Он должен был предупредить меня. Поднять большой плакат с надписью: «КЕЙТ, ПРИГОТОВЬСЯ К ВИДУ». Потому что, Господи, какой вид… Да, я уже видела его без рубашки. И тогда бы тоже не помешало предупреждение.
У Броуди не те мышцы, что появляются от бесконечных часов в спортзале, когда прокачиваются одни и те же группы. Он не из тех, кто не может опустить руки вдоль тела из-за гигантских бицепсов. Его тело – как у настоящего спортсмена, человека, который использует свои мышцы не только в тренажёрке. Он подтянутый, гибкий, с идеальным рельефом в нужных местах. Особенно мне нравится, как плавно плечо переходит в бицепс —
Господи, он снимает шорты. Внизу у него компрессионные шорты, но всё равно. Он быстро натягивает поверх шорты для серфинга, затем надевает лайкровую кофту с длинными рукавами и обувь, похожую на ботиночки – наверное, специальная для каякинга, потому что все парни в таких.

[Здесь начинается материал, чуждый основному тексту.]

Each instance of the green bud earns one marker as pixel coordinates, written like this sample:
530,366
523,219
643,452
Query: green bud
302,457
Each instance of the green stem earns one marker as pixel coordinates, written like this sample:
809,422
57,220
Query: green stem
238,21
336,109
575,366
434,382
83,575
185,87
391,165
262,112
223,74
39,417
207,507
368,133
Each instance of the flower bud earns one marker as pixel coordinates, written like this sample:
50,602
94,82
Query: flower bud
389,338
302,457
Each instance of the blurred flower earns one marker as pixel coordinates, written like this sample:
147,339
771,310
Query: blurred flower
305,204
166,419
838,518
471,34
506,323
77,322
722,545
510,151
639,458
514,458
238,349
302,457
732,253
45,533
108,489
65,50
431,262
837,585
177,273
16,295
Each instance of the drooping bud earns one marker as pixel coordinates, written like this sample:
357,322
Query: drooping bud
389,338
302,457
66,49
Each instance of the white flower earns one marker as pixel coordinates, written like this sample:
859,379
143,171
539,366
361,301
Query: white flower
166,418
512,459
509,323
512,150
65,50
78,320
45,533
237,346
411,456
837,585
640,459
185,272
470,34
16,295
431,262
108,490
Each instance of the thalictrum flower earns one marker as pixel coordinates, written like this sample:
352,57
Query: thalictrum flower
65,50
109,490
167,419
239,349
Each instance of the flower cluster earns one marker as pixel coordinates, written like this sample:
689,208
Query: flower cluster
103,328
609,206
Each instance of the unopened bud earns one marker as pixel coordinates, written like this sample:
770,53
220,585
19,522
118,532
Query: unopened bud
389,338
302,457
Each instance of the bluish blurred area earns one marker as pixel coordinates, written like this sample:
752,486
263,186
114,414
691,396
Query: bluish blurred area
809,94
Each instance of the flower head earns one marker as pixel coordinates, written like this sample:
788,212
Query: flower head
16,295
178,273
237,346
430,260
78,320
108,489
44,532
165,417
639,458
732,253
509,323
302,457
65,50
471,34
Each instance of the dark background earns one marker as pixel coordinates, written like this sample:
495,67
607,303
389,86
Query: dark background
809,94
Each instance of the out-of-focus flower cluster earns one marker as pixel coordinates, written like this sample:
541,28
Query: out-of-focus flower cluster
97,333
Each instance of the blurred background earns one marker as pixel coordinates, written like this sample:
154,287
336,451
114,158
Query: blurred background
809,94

Из-за внедорожника выходит Эйслин в сухом гидрокостюме, с юбкой уже на бёдрах. Вид у неё очень серьёзный – настоящая спортсменка. В одной руке весло, которым она постукивает по земле.
– Вперёд, мужчины, – говорит она, направляясь к каякам. – Райан, ты со мной.
Я смотрю на Броуди, сжимаю губы, чтобы не расхохотаться. Его глаза сияют, он беззвучно произносит:
– Соблазнительница.
Я не выдерживаю – вырывается смех, и я прикрываю рот рукой.
Гриффин подходит и протягивает мне ключи.
– Значит так. Если поедешь по этой дороге вдоль реки километров восемь, сразу за лоджией Тапоко будет финиш. Почти вся река идёт вдоль шоссе, так что, если хочешь, можешь ехать вперёд и смотреть, как мы спускаемся. Там много мест, где можно остановиться и понаблюдать.
– Поняла.
Я беру ключи и иду к Броуди, который как раз затягивает спасжилет. Шлем лежит у него у ног – я поднимаю его и держу, пока он не будет готов надеть.
– Повеселись там, – говорю я. – Но будь осторожен, ладно?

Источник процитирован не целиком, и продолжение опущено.